A Florida leader affiliated with former Florida Gov. Jeb Bush has led an effort to put the issue to voters this fall, asking them to decide whether their state should remove so-called Blaine amendments, named after a U.S. congressman who failed to get similar language approved at the federal level in 1875.

Thirty-seven states have such provisions, according to the Becket Fund for Religious Liberty, which tracks the issue and opposes such language.

The president touched on the issue last week at a White House summit aimed at helping inner-city religiously affiliated schools that are struggling financially.

“State lawmakers, if they’re concerned about quality education for children, and if they’re concerned about these schools closing, they ought to remove the Blaine amendments,” he said to applause.

A fight is brewing over the issue in Florida.

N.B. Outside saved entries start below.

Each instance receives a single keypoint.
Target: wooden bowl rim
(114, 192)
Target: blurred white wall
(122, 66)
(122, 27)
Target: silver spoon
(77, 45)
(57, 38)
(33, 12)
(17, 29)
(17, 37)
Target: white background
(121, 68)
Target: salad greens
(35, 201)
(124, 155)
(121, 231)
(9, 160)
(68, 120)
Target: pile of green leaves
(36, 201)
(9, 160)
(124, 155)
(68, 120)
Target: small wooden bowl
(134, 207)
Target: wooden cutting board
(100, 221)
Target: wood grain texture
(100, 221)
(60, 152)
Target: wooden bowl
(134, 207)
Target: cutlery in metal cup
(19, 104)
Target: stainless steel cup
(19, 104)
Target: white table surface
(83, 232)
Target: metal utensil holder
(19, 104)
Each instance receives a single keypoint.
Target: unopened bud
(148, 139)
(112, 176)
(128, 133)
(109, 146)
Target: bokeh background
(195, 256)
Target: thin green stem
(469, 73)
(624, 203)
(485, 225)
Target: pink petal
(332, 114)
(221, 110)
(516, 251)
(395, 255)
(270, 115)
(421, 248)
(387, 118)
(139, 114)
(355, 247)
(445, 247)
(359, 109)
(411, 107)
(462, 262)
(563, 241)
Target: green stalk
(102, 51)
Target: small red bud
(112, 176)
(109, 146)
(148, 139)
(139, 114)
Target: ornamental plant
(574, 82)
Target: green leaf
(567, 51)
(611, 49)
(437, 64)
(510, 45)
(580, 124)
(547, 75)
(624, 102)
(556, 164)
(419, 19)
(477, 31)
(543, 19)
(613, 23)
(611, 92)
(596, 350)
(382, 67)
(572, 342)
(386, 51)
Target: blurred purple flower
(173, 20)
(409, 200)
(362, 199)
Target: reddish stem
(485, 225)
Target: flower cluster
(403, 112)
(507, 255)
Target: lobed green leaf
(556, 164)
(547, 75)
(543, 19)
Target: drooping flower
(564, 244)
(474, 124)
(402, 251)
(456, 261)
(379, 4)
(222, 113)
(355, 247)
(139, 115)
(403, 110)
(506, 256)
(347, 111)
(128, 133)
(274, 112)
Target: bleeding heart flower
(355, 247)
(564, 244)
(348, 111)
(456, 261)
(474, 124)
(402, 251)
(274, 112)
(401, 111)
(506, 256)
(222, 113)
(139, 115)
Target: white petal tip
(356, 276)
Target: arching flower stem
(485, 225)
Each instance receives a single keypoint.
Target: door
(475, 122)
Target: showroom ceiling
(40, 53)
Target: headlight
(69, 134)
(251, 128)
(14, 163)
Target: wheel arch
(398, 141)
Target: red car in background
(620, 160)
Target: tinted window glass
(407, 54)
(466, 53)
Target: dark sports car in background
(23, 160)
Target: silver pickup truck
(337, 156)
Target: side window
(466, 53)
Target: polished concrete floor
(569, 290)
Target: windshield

The Florida Taxation and Budget Reform Commission recently voted to strip broadly worded Blaine language from the state constitution that prohibits state funds from flowing directly or indirectly to sectarian institutions, including schools. The ballot measure was sponsored by commission member Patricia Levesque, a former top education aide to Jeb Bush and executive director of his education organization Foundation for Florida’s Future.

“What we’re doing is basically making Florida’s constitution more in line with what’s going on nationally,” said Miss Levesque, citing a 2002 Supreme Court case that upheld a voucher program for needy students. The court said the program was constitutional because it was religiously neutral and gave options of schools, both religious and secular.

Miss Levesque said Florida religious groups will no longer receive state funds to run social-service programs because of a Florida appeals court ruling that struck down Jeb Bush’s proposed school-choice program in 2004. The court cited the state’s Blaine language.

The ruling affects other faith-based initiatives, she said, such as a prison program that already is being challenged.

Miss Levesque said her ballot proposal “assures that we continue to have faith-based organizations at the table.”

Barry W. Lynn, executive director of Americans United for Separation of Church and State, said removal of the language would open state funding to “not only schools but all kinds of social services to largely untested and unregulated religious providers.”

Americans United is preparing a “massive education campaign” to tell Florida voters that the ballot proposal will hurt public schools. “It’s going to be a formidable battle,” he said.

Floridians this fall also will be asked to vote on a proposed clarification to the state constitution to determine whether the government can craft programs that use both public and private providers. The measure is a response to the 2006 Florida Supreme Court decision that struck down Jeb Bush’s school-voucher program under a constitutional provision that requires the state to provide its children with high quality free public education.